Immunoblot analysis of PARP degradation
TNF-induced apoptosis was also examined by proteolytic cleavage of PARP (25). Briefly, cells (1 × 106/ml) were treated with TNF or the muteins for either 2 h (U-937 cells) or 4 h (KYM-1, HeLa and HeLa-p80 cells) in the presence of 1 μg/ml of cycloheximide. After treatment, cell extracts were prepared by incubating the cells for 30 min on ice in 0.05 ml of buffer containing 20 mM HEPES (pH 7.4), 2 mM EDTA, 250 mM NaCl, 0.1% Nonidet P-40, 2 μg/ml leupeptin, 2 μg/ml aprotinin, 1 mM PMSF, 0.5 μg/ml benzamidine, and 1 mM DTT. The lysate was centrifuged, and the supernatant was collected. Cell extract protein (50 μg) was resolved on a 7.5% SDS-polyacrylamide gel, electrotransferred onto a nitrocellulose membrane, blotted first with mouse anti-PARP Ab and then with anti-mouse horseradish peroxidase-conjugated IgG as the secondary Ab, and then detected by chemiluminescence (ECL, Amersham). Apoptosis was represented by the cleavage of 116-kDa PARP into 85- and 41-kDa peptide products (25).

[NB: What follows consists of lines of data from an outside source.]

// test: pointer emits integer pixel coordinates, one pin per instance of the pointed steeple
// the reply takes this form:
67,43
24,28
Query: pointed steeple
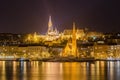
74,45
50,22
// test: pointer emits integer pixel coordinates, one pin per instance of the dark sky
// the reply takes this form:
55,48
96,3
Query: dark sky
27,16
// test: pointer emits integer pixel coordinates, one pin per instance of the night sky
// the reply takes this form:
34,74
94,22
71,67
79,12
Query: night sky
27,16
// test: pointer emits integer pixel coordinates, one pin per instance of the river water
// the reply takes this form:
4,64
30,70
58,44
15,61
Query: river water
36,70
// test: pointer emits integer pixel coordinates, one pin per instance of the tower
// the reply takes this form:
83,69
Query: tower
50,25
74,46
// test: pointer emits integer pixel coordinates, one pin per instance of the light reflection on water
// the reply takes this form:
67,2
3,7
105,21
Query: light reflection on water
35,70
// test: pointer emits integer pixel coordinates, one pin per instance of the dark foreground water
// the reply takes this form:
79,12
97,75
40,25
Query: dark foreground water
35,70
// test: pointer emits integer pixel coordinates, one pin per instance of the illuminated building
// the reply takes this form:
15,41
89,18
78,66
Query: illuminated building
71,47
52,34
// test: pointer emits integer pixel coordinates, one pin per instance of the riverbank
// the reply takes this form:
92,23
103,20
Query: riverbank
61,59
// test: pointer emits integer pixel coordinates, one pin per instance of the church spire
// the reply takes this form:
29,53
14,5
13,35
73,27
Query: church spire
50,22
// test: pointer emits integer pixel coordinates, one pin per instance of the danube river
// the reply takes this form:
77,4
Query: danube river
35,70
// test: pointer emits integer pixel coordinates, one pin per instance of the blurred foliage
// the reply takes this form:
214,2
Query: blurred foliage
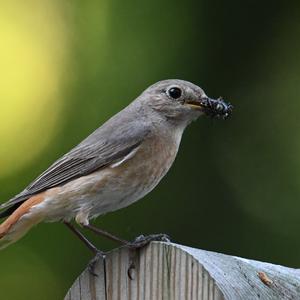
67,66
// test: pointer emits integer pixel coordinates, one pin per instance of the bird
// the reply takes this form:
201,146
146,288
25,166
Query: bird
115,166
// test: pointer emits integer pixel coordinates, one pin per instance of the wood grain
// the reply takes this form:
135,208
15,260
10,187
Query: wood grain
173,272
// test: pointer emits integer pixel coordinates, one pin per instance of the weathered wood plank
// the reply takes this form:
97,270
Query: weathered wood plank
168,271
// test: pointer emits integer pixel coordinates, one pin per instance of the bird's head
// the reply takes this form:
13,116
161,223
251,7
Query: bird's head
182,101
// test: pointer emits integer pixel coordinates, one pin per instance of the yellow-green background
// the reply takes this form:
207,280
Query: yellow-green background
66,66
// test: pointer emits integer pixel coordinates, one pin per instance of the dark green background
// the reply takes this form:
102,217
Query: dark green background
235,185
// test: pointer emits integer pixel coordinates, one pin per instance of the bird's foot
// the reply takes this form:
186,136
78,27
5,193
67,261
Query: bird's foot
143,240
92,264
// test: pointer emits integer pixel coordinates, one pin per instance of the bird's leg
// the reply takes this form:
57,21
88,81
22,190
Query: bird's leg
93,248
105,234
143,240
139,242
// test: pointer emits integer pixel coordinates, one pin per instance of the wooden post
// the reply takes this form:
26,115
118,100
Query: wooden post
169,271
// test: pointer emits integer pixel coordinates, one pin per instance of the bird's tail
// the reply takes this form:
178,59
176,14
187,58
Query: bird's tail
20,221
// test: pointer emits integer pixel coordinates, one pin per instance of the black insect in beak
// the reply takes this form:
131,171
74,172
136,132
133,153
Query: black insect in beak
216,108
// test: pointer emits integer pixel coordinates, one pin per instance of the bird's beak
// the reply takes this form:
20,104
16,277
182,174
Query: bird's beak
214,108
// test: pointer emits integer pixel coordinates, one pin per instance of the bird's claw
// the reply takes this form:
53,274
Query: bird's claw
143,240
92,264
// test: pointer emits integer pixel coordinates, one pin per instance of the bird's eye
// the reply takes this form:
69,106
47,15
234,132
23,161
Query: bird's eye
174,92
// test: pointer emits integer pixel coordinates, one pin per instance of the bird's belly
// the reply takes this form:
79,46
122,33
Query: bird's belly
110,188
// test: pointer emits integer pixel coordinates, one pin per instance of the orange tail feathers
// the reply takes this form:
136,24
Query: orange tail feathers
20,221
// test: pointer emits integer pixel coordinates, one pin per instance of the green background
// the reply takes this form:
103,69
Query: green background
235,185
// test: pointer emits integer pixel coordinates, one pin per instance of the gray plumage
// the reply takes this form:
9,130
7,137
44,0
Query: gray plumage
121,161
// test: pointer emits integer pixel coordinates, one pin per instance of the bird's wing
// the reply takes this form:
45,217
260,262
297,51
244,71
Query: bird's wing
92,154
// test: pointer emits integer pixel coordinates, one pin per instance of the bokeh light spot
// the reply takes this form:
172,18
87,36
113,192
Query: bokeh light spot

Electrophoretic mobility shift assays (EMSAs)
An EMSA to examine NF-κB activation was conducted as described previously (26, 27). Briefly, cells (2 × 106/ml) were treated separately with different concentrations of TNF and its muteins at 37°C for 30 min. Nuclear extracts were then prepared as described previously (27). EMSA was performed by incubating 4 μg of nuclear extracts with 16 fmol of 32P end-labeled 45-mer double-stranded NF-κB oligonucleotide from the HIV-1 long terminal repeat, 5′-TTGTTACAAGGGACTTTCCGCTGGGGACTTTCCAGGGAGGCGTGG-3′, in the presence of 2 to 5 μg of poly(dI-dC) in a binding buffer (25 mM HEPES (pH 7.9), 0.5 mM EDTA, 0.5 mM DTT, 1% Nonidet P-40, 5% glycerol, and 50 mM NaCl) for 15 min at 37°C. The DNA/protein complex formed was separated from free oligonucleotide on a 7.5% native polyacrylamide gel. A double-stranded mutant oligonucleotide was used as a control to examine the specificity of binding of NF-κB to the DNA. The specificity of binding was also checked by competition with the unlabeled oligonucleotide, by using mutant oligonucleotide, and by supershift of the band with Abs against NF-κB p50 and p65 proteins. The radioactive bands from dried gels were visualized on a PhosphorImager (Molecular Dynamics, Sunnyvale, CA) and quantitated using ImageQuant software.
Receptor binding assays
Receptor binding assays were performed as described previously (28). TNF was labeled with Na125I, using the Iodogen method, to an approximate sp. act. of 40 mCi/mg. Binding assays were performed in flexible 96-well plates. Cells (0.5 × 106/0.1 ml) were incubated in a binding medium (RPMI 1640 containing 10% FBS) with 125I-labeled TNF in the absence (total binding) or the presence of 100 nM unlabeled ligand (nonspecific binding) for 1 h at 4°C. Thereafter, cells were washed three times with ice-cold medium (PBS containing 0.1% BSA) at 4°C, and the cell-bound radioactivity was determined in a gamma counter (Cobra-AutoGamma, Packard Instrument). All determinations were performed in triplicate. Specific binding of TNF was calculated by subtraction of the amount (counts per minute) of nonspecific binding from the total binding.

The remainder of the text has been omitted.